During a crazy part of my life—pre-internet—I started a home shopping business, selling a mix of ingredients, fruit boxes, marinated meats, jams and chutneys…and Jamie’s Lemon Tart. For those who ordered it, and received it in one piece, it was a triumph; for those who had ordered it for a special dinner party, and found it dumped on the front step, it was anything but. The moral of the story is: don’t home deliver delicacies, make ’em yourself.
You won’t be disappointed; this can stand with any of those desserts described above. This is a tart impregnated with the essence of lemon, as light as the lightest soufflé, but has a marvelous texture. It is truly brilliant. I wish it were mine.
- Place the almonds for the filling in the Thermomix mixing bowl and blitz 10 seconds/speed 10. Remove and place in a separate bowl until later.

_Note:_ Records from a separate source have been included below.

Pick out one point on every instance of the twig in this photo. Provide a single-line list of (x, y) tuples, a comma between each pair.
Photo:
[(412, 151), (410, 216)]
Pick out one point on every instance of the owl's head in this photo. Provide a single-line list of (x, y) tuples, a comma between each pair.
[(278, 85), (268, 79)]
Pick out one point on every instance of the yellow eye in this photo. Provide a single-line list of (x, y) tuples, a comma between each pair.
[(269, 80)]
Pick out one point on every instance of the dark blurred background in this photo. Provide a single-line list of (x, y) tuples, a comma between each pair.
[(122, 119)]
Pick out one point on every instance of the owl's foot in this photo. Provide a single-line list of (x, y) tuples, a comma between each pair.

- To make the pastry, put the flour, sugar and butter in the Thermomix bowl and blend 10 seconds/speed 5. Scrape down. Add the egg yolks and blend again 10 seconds/speed 5 (photo 1).
- Remove and wrap in clingfilm; chill for 30 minutes.
- Once chilled, unwrap and place the pastry on a floured surface (photo 2). Roll out to fit a 23-centimetre loose-bottomed flan dish (photo 3). Take care, this is a very delicate pastry, and refrigerate for 30 minutes (photo 4).
- Meanwhile, preheat the oven to 180C. Once chilled, remove the shell from the fridge, prick with a fork and line with baking paper inside (photo 5). Fill with baking beans and bake blind for 15 minutes. Then remove the beans and greaseproof paper and bake for another 10-15 minutes.
- Meanwhile, to make the filling, place the butter in the Thermomix bowl. Melt 4 minutes/60 degrees/speed 2. Pour in a separate bowl and leave until later.
- Insert the butterfly. Add the eggs and sugar to the Thermomix mixing bowl. Whisk 4 minutes/speed 3.5. While whisking add the lemon juice, lemon oil and zest through the lid in a thin stream (photo 6).
- Add the almond meal (from step 1) and whisk again 1 minute/speed 2.5.
- Scrape down and whisk again 2 minutes/speed 2.5, while slowly pouring in the butter through the lid in a very thin stream.
- Remove the tart shell from the oven and pour the filling on top until it is nearly full. Bake for another 15-25 minutes until set. Test by slightly moving it, if it does not wobble, it is baked. Leave to cool and then chill for at least 4 hours until set (photo 7).
- Before serving, dust with icing sugar and, using a blowtorch, caramelise the sugar. (Caramelising the top is not a requirement, but, as with a crème brûlee, adds a wonderful textural change.)
AND … lemon oil is a secret weapon in this recipe: used mostly by professional cooks, it is highly concentrated and delivers a brighter, more intense flavour than juice alone can achieve. Lemon oil for culinary use is available from specialist foodstores such as The Essential Ingredient. Concentrations vary between brands; if you’re not sure how strong your oil is, be guided by the label on the bottle and proceed with caution.